Yup, any oil's better than *no* oil, agreed!
But... One of the additives in motor oil is a detergent, designed to keep the crap suspended because *it all gets filtered* in a vehicle motor - most lathes aren't fitted with a filter, so the crap gets repeatedly passed through the bearings, between the gear teeth etc. - machine oils don't have the detergents, so the crap will at least settle in nooks and crannies, getting it out of circulation (eventually).

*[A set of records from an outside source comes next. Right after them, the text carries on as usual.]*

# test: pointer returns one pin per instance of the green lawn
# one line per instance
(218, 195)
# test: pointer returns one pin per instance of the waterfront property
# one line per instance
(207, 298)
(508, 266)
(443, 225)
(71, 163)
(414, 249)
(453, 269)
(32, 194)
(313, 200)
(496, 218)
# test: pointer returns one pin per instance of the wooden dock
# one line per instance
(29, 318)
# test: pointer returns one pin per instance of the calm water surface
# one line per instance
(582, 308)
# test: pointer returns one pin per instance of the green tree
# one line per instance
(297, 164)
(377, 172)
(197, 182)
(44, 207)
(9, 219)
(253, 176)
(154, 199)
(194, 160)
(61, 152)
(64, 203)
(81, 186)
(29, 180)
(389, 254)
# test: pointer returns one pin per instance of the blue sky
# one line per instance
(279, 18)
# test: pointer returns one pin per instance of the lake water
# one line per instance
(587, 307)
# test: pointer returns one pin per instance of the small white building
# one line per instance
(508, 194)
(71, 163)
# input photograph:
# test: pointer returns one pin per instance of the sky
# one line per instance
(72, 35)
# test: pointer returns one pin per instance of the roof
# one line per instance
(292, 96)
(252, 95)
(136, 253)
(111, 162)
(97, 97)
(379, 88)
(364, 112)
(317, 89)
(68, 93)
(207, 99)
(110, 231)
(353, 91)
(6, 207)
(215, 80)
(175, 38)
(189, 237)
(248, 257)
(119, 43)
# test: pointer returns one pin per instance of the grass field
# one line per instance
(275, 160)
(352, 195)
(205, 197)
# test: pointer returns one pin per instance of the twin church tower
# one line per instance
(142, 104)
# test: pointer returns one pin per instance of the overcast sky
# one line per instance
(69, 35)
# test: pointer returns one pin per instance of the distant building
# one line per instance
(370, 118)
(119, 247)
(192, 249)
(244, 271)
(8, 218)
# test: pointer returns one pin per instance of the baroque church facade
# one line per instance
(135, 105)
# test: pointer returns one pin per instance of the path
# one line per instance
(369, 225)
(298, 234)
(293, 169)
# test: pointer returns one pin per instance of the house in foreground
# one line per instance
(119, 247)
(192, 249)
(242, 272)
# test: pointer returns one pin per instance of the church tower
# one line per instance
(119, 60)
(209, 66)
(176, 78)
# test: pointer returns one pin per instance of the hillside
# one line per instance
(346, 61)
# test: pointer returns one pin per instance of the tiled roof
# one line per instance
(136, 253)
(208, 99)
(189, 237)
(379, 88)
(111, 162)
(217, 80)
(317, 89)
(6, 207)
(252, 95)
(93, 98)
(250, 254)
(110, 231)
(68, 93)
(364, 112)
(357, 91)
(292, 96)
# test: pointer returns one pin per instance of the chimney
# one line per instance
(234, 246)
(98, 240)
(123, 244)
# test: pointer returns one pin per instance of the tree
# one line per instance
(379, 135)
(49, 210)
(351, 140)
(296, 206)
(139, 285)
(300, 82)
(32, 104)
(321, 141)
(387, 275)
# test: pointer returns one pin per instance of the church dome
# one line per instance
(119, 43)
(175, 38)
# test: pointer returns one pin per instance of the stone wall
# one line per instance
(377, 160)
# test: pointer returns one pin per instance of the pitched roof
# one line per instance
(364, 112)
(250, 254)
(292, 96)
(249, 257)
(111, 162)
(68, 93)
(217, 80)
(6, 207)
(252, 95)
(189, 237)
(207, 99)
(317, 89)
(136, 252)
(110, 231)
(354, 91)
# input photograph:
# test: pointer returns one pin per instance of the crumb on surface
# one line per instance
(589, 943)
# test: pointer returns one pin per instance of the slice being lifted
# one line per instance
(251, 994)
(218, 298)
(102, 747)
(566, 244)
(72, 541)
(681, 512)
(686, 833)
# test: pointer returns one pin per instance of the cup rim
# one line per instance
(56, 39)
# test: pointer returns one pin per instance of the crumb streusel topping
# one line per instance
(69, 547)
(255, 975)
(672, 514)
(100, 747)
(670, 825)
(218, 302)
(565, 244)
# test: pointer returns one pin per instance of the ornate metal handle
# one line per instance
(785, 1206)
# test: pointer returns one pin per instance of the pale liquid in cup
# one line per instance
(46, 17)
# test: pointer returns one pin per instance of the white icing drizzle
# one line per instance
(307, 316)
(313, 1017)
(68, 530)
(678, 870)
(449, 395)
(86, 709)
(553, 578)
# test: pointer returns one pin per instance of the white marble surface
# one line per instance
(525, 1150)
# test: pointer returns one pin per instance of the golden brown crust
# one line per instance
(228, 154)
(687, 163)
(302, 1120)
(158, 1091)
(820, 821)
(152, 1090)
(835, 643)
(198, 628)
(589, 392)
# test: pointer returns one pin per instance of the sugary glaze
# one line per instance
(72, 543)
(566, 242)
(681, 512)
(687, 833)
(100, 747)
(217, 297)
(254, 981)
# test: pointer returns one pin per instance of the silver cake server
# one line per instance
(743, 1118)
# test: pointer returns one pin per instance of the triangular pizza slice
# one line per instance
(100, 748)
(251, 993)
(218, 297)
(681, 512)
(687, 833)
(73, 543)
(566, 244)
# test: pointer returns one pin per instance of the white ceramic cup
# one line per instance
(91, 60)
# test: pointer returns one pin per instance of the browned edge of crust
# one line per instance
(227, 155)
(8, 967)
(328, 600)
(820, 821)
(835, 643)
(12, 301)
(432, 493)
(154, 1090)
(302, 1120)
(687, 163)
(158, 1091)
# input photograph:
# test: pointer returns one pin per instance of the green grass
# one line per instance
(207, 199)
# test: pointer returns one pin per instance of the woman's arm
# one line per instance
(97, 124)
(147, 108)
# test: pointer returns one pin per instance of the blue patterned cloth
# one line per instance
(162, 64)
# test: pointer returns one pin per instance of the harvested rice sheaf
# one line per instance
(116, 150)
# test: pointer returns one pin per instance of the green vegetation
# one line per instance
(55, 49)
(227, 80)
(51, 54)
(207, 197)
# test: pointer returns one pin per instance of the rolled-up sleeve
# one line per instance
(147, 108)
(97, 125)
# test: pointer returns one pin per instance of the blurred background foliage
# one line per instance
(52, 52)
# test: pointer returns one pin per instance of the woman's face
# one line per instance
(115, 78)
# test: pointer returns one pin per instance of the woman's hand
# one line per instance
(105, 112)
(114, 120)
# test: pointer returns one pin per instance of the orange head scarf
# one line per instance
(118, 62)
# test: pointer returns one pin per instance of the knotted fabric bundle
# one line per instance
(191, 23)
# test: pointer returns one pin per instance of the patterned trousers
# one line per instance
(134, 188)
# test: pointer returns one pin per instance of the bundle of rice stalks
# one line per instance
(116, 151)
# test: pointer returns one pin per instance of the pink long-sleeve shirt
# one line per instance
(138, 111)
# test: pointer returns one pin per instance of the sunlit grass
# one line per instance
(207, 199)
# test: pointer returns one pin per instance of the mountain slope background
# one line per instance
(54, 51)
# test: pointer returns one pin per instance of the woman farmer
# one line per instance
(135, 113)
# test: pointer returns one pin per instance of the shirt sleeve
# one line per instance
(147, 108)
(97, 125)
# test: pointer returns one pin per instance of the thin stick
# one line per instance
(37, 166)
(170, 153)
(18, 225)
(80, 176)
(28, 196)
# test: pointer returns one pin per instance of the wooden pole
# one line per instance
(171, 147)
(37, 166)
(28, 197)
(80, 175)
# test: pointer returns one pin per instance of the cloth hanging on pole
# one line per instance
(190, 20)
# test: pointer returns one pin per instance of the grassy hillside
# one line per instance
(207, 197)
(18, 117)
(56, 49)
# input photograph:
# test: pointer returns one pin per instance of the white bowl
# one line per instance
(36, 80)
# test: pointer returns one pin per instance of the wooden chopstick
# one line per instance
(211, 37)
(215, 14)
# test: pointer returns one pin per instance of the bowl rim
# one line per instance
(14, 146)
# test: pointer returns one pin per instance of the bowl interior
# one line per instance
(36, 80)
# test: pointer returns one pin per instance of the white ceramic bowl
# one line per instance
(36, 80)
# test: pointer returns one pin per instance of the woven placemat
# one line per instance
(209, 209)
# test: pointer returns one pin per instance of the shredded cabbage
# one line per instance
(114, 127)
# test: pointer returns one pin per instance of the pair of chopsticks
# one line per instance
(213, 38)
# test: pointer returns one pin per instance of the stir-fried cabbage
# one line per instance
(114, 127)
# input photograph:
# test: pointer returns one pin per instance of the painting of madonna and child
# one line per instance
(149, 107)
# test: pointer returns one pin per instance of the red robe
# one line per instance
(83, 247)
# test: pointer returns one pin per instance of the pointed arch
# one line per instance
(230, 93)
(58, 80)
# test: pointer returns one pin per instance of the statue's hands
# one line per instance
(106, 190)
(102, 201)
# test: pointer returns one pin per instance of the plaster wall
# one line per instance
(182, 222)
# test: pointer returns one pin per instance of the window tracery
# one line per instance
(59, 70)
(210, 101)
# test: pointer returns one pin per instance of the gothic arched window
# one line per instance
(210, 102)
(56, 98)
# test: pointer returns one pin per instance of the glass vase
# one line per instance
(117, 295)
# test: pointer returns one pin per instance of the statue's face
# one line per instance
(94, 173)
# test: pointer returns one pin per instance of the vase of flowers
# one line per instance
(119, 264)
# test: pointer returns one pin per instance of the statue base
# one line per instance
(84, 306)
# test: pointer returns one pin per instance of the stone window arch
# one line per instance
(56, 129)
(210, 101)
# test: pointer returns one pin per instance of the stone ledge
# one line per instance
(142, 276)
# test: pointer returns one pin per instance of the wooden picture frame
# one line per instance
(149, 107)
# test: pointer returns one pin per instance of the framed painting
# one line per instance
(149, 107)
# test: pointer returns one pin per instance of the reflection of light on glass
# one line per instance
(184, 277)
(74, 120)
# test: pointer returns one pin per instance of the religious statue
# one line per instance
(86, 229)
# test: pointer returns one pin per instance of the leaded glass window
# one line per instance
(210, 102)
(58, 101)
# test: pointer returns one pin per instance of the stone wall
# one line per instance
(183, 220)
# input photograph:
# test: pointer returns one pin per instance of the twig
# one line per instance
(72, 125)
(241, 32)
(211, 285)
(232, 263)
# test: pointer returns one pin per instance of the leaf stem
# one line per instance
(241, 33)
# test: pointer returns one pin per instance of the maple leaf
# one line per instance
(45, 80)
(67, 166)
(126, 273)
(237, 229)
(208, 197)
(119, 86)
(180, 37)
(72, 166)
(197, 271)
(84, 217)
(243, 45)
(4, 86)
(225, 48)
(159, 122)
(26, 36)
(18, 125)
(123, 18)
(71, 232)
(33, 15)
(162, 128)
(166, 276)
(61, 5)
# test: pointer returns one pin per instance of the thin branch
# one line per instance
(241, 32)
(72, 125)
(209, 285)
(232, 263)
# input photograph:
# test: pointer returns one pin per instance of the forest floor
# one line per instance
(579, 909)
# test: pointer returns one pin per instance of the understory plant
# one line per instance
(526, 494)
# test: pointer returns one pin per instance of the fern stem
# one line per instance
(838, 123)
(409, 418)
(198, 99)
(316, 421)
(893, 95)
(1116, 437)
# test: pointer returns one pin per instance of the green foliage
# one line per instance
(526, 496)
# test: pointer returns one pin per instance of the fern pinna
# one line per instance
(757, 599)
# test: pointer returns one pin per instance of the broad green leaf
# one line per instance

A lot of the extreme pressure (EP) additives in modern motor oils / transmission oils can also be quite hard on copper / zinc alloys (e.g. bronze / Oilite bushes, thrust washers etc.), so aren't a good idea

OK, the machine makers don't have their own refineries, but the guys who do (Shell, Castrol, Mobil etc.) make oils specifically for machine use - and the lathe/mill/whatever makers pick one or more that match the working conditions they expect - most often a standard hydraulic oil, sometimes something a bit more exotic - like mine, the original recommendation for the headstock was Shell Tellus 2, now discontinued, an ISO 5 hydraulic oil, which is incredibly thin (high-speed plain white-metal bearings are fussy!), the current replacement is 50/50 LHM hydraulic fluid (used in old Citroens and Rolls-Royces for the suspension, steering and brakes) and paraffin to get the right ISO viscosity...
Running too heavy an oil in plain bearings will probably reduce the flow and so the lubrication, too light and there won't be the hydrostatic "cushion", so increased risk of contact and wear, too heavy an oil (or too much!) in a roller bearing and it can cause "hydraulic locking" where the rollers stop rolling and skid on the races, with increased wear or even seizure... Not nice!